I'm currently running the QIIME2-DADA2 (v. 2020.8) pipeline to process 16S paired end sequences from different hypervariable regions separately. Each was trimmed using Cutadapt and quality filtered and denoised with DADA2.
When I tried to train my own classifiers for each region, I was able to get very good feature classifications down to the species level for the vast majority of features for all regions except V1-V3. For the V1-V3 region, the vast majority are unassigned.
Just to give an idea of how badly classified: 1492/2723 are unassigned, 1225/2723 are classified to domain level, and only 6 total are down to the species level. So, essentially almost all are either unassigned or classified to domain level only.
I used the SILVA full length sequences & taxonomy files below from the Q2 data resources to train the classifier:
I followed the Q2 feature classifier tutorial to train the classifiers using primers 27FYM (5′-AGAGTTTGATCMTGGCTCAG-3′) and 519R (5′-GWATTACCGCGGCKGCTG-3′)

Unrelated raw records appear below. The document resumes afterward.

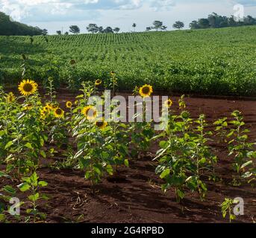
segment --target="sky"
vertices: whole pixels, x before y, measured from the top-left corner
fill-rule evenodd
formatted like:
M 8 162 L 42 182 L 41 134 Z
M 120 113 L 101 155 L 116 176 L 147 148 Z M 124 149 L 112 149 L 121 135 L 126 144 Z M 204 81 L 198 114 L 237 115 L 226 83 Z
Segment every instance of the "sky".
M 131 31 L 135 22 L 136 30 L 144 31 L 154 20 L 163 22 L 168 30 L 178 20 L 188 28 L 193 20 L 213 12 L 231 16 L 241 14 L 243 8 L 245 16 L 256 17 L 256 0 L 0 0 L 0 11 L 51 34 L 68 31 L 72 25 L 86 33 L 90 23 Z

I've searched for issues related to unclassified features in this forum. I've tried/considered solutions from these similar posts, but they did not seem to resolve the issue I am having.

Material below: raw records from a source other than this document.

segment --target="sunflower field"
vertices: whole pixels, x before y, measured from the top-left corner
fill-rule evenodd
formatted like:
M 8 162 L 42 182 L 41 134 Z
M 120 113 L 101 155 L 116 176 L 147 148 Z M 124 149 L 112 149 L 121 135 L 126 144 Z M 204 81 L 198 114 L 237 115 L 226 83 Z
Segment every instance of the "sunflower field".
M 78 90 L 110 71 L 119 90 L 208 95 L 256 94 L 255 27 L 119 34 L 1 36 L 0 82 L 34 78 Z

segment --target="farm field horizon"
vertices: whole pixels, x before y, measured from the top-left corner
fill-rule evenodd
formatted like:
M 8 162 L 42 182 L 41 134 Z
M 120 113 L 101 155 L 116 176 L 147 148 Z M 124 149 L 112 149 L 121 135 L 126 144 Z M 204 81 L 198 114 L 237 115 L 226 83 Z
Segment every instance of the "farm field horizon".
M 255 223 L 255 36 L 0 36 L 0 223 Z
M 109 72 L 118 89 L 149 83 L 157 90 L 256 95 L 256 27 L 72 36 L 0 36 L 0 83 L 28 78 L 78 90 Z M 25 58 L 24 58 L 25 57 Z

Specifically, I double checked that I was inputting the correct primer into the qiime feature-classifier extract-reads command and using dada2 paired end output. However, I have not yet tried the going back to rerun DADA2 denoising with different parameters, but this post mentioned it, but wondering if it would be worth trying in my case.

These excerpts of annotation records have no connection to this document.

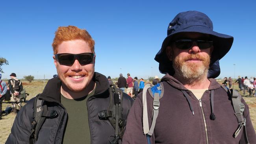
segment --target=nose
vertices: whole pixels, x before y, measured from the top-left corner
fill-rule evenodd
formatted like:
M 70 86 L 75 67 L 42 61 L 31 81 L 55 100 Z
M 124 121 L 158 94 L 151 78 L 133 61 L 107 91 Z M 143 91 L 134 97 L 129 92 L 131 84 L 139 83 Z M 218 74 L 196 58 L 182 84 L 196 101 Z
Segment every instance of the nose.
M 82 70 L 82 66 L 81 65 L 77 59 L 75 60 L 75 62 L 74 62 L 73 65 L 71 67 L 71 70 L 76 72 L 79 72 Z
M 189 53 L 190 54 L 197 54 L 200 52 L 201 50 L 196 42 L 193 42 L 192 47 L 189 49 Z

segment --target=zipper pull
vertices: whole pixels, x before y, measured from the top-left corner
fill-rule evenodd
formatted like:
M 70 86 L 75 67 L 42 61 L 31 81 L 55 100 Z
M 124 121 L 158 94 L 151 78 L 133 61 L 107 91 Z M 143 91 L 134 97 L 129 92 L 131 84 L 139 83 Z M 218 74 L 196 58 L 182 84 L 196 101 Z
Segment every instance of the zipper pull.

I did truncate the sequences from this region using the following parameters based on fastQC reports (screenshot below): --p-trunc-len-f 235 --p-trunc-len-r 190
Providing this summary as well in case it is helpful: 16S human oral samples from public database, MiSeq 2x300 paired-end, QIIME2 version 2020.8, V1-V3 primers (27FYM & 519R)
I am not sure what steps I should take to resolve this. Any advice/suggestions would be greatly appreciated. Thanks very much.